Auto sales showed signs of stability in November, but the sluggish U.S. economy continued to weigh on car shoppers.
Overall vehicle sales were flat last month compared with November 2008. The 746,928 cars and light trucks sold in the United States amounted to just 139 more than the number sold in the same month last year, according to figures compiled by research firm Autodata Corp.
"It appears that the economy and auto sales have stabilized and the worst is behind us," said Ken Czubay, the U.S. sales chief for Ford Motor Co.
Among the major U.S. automakers, Ford saw sales slip fractionally last month from November 2008, and General Motors Co. saw year-over-year sales fall 1.5%, according to Autodata. Chrysler Group sales sank 25.5%.

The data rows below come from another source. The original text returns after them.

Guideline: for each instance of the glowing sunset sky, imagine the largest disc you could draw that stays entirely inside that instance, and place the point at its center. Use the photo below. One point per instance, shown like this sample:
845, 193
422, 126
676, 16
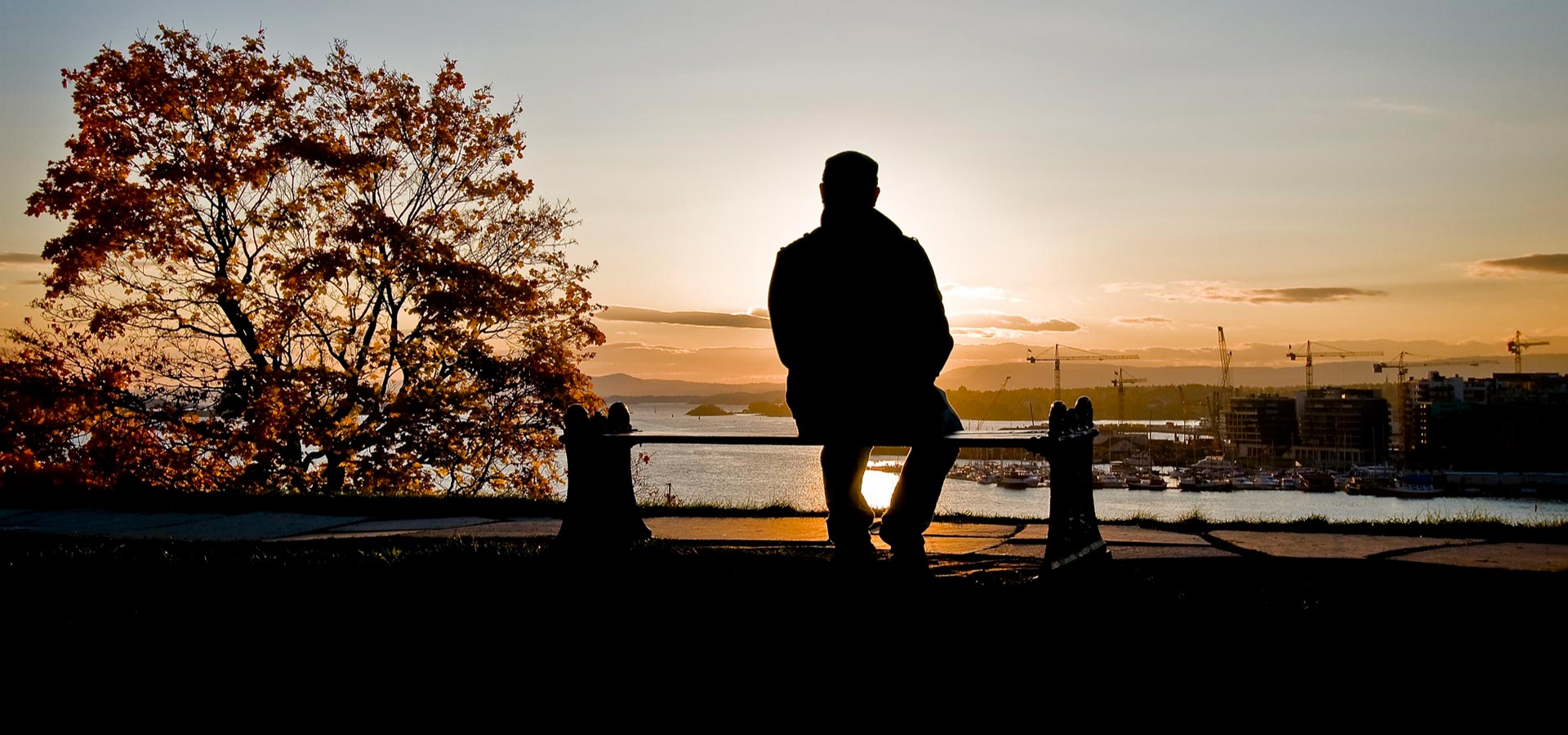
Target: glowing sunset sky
1120, 176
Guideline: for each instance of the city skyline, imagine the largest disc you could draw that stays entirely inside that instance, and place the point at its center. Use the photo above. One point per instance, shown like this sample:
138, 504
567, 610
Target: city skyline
1120, 177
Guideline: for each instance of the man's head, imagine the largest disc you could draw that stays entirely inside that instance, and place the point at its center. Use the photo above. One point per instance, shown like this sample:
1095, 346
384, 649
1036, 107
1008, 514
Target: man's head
849, 180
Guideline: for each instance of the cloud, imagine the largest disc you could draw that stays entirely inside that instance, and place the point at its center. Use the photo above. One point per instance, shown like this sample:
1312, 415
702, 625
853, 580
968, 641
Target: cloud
1537, 262
693, 318
11, 257
1295, 295
978, 293
1228, 292
1392, 107
1142, 320
987, 320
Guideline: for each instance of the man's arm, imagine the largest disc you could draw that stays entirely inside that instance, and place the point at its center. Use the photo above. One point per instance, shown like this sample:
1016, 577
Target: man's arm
935, 337
782, 309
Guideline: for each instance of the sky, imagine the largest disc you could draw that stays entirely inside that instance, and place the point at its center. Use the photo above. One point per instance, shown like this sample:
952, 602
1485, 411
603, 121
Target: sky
1121, 177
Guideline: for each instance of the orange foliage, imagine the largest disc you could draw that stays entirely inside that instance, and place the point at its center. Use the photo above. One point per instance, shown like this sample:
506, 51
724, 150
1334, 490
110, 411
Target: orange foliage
310, 278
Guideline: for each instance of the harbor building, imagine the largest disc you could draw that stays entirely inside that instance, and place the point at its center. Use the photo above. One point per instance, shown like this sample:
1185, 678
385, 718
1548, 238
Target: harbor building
1261, 428
1339, 428
1513, 422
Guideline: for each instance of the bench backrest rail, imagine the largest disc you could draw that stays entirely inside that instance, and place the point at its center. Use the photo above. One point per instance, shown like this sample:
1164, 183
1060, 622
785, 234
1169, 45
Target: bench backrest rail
601, 503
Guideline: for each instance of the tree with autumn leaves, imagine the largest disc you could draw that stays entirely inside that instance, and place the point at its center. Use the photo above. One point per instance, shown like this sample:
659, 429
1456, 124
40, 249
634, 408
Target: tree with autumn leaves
306, 278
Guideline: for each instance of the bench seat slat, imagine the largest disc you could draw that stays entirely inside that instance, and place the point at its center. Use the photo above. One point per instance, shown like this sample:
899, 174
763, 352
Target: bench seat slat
991, 439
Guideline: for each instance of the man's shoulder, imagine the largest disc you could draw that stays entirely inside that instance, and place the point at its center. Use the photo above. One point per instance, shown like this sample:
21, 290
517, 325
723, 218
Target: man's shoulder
802, 243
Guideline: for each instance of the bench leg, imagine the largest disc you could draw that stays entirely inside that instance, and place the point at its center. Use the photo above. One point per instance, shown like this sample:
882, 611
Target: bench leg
601, 503
1075, 528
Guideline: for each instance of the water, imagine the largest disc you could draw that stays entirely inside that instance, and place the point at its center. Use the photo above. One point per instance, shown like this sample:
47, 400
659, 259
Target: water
756, 477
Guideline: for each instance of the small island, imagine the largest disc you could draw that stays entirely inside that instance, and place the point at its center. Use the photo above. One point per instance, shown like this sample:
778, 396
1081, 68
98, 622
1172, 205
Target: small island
707, 409
764, 408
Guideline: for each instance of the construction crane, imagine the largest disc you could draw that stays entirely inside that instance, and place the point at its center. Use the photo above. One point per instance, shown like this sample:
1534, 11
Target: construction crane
1223, 405
1225, 368
1056, 359
1121, 383
1404, 368
1333, 351
1517, 347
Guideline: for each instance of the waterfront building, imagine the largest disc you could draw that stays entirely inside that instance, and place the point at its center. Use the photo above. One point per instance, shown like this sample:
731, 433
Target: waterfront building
1339, 428
1512, 422
1261, 428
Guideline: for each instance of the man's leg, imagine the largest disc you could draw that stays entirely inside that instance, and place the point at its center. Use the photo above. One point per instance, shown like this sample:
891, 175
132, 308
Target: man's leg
918, 491
849, 516
915, 497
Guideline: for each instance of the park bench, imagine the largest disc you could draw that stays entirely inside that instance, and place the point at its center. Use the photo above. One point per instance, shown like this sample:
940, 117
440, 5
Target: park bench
603, 511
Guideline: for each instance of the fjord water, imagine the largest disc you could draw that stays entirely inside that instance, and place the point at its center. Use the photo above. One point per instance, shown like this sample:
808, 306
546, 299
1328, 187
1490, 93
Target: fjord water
755, 477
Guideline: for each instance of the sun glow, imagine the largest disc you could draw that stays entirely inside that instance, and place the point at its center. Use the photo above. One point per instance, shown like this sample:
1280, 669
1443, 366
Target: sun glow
877, 486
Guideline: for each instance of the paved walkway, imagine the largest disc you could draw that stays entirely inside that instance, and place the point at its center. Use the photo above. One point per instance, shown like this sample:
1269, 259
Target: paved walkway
973, 540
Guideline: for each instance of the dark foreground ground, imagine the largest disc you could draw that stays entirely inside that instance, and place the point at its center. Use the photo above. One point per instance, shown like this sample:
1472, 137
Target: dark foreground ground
412, 585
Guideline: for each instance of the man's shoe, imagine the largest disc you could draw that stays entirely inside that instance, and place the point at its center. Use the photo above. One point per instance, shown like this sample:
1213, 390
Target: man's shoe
855, 555
911, 563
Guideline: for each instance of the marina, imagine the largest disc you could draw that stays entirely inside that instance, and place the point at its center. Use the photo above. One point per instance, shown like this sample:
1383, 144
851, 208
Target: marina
758, 477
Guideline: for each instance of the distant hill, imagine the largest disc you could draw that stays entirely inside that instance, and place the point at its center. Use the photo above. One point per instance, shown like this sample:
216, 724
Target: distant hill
1075, 375
629, 389
1325, 372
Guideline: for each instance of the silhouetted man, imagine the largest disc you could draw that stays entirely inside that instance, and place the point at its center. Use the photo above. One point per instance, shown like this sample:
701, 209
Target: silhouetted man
858, 322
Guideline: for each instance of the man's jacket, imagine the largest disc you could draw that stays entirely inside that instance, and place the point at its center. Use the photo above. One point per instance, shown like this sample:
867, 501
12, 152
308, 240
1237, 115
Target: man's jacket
858, 322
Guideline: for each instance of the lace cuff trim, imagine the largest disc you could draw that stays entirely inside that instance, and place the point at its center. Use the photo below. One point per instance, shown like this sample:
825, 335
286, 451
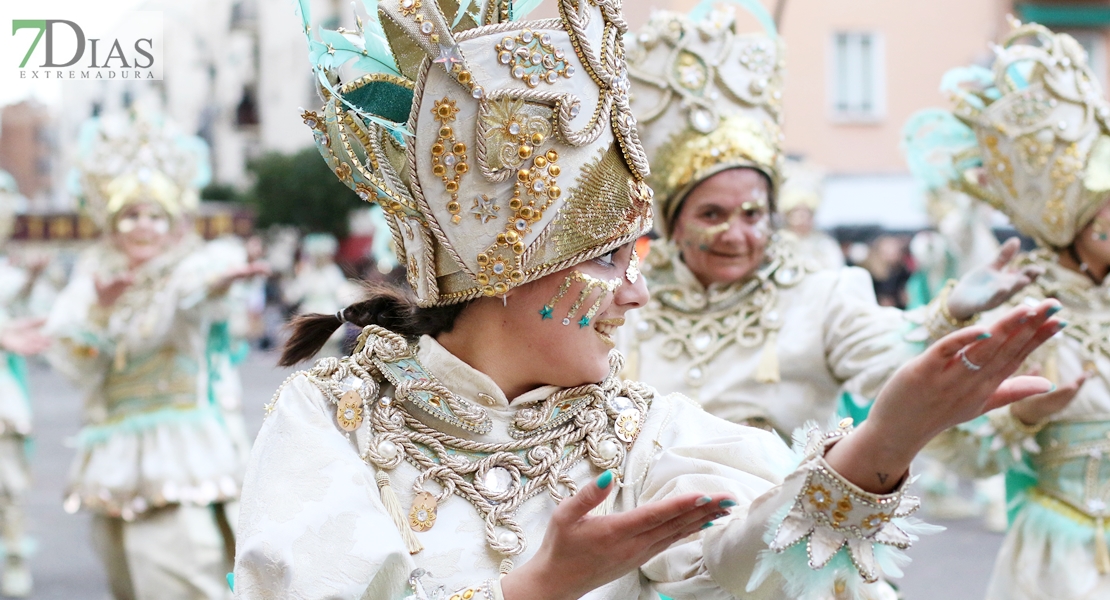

Among the Big Three Japanese automakers, sales rose 2.6% at Toyota Motor Corp. and 20.8% at Nissan, a gain fueled in part by strong sales of Nissan's Altima sedan and Versa compact. Sales fell 2.9% at Honda Motor Co.
The results are not adjusted to account for a difference in the number of sales days. There were two fewer selling days last month than a year before.
Ford and GM had reported year-over-year sales gains in October, but the drops last month were much less severe than the double-digit declines the automakers were reporting a year earlier.
The automakers are struggling to emerge from their worst sales slump in decades. Since October 2007, monthly sales of new vehicles industrywide had notched only one year-over-year gain, and that was in August, when the government's cash-for-clunkers program fueled sales.
On an annual basis, November sales ran at a clip of 10.93 million cars and light trucks a year, according to Autodata. October sales ran at a 10.46-million-unit clip. Both were well below historical levels -- as recently as 2007, automakers sold 16 million cars and light trucks in the U.S. But it was a big improvement over September's pace of 9.22 million units sold a year.
The nation's continued high unemployment, 10.2% in October, remained a major concern. Gauges of consumer confidence have provided a mixed picture, as soaring stock prices and signs of a housing market hitting bottom have helped offset some of the negative effect of job losses.
"At this point, jobs and confidence are intertwined," said Emily Kolinski Morris, Ford's senior economist.
Ford and GM said they saw signs that the U.S. economy was improving, but they remained cautious in their outlook for sales.
Although GM's overall sales for November were down, sales of its core Chevrolet, Buick, GMC and Cadillac brands were up compared with a year earlier. Altogether, GM sold 150,305 vehicles last month, according to Autodata.
Ford sold 118,215 Ford, Lincoln and Mercury brand vehicles last month, according to Autodata, down fractionally from the 118,319 vehicles the automaker sold in November last year. Ford said it planned to increase North American vehicle production to 550,000 units in the first quarter of 2010, a 58% increase over the first quarter of 2009. The automaker said the increase was aimed at meeting current sales levels.
Toyota sold 133,700 vehicles in the U.S. last month. Honda sold 74,003 vehicles, Chrysler sold 63,560 and Nissan sold 56,288.
South Korea's Hyundai, a maker of low-priced autos, continued to score big gains, selling 28,045 vehicles -- a 46% year-over-year increase in sales.